Liz Young - Still Life of Tomatoes in a Bowl, Ink on Paper


Size: 20" H x 16.75" W x 1" D

About the artist:

Liz Young is a botanical artist who lives in Los Angeles, California. Her ink on paper original drawings study flora, fruit, arrangements and classically inspired vessels. Liz received her B.A. in 1998 from Brown University where she also took Studio Art classes. Liz studied English Literature and Architecture at Queen Mary University of London, England. In Florence, Italy, she studied Italian Renaissance Art History at Syracuse University.

Her ink on paper botanical drawings have been called “The Nudes of Flowers” for their pale, silhouetted quality.
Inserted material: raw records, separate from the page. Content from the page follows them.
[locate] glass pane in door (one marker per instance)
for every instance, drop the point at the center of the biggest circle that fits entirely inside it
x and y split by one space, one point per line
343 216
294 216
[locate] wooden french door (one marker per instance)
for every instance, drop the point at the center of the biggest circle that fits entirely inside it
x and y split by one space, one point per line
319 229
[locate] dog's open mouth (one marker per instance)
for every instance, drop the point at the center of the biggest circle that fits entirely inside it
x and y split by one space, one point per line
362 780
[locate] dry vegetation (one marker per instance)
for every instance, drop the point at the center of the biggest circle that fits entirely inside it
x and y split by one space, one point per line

In her works, Liz explores “harmony, balance,” and celebrates “the bending fluidity and musing movement of florals.” Liz believes “each flower possesses a kind of timeless femininity, intrigue and ephemeral style all its own.” The seemingly endless variation of form and beauty in the natural world is her evergreen curiosity and joy.

As a child, Liz’s mother, a painter and a gardener, instilled in her a deep love for the natural world and taught her how to draw and see negative space, the invisible shapes between forms, which influenced her style. For her process, Liz explains, “Each drawing is an intuitive expression, a rather dream-like process of balancing, and shaping, and creating to hopefully conjure a state of beauty along the way.”

For irony and playfulness, Liz likes to add a dash of imaginary flair to her work “with the occasional confetti-like sprinkling of whimsy here and there. I like to remind myself, it doesn’t matter if the line really exists. For me, it’s not about seeking realism or perfection. It’s more about drawing freely in my natural style, and balancing the polarities of a composition. I enjoy striking a pleasing intermix between loose and tight, focused and unfocused, high and low, while blending textures of the real with the imagined.”

The softer, more primitivistic imperfections in art have always resonated with Liz as something more honest, more free, more human, "reflective of the imperfectly-beautiful humanity behind all art." Philosophically, Liz draws on her studies of Eastern Religions. “I see duality as ever-present. I am intrigued by the interplay of light and dark that defines art, and human experience." Optimism permeates her work and she prefers to see her drawings as outlined white spaces, rather than just black lines. When asked how she knows when a drawing is complete, Liz casually says, "Well, my eyes don’t rest on the page until I see… pretty.”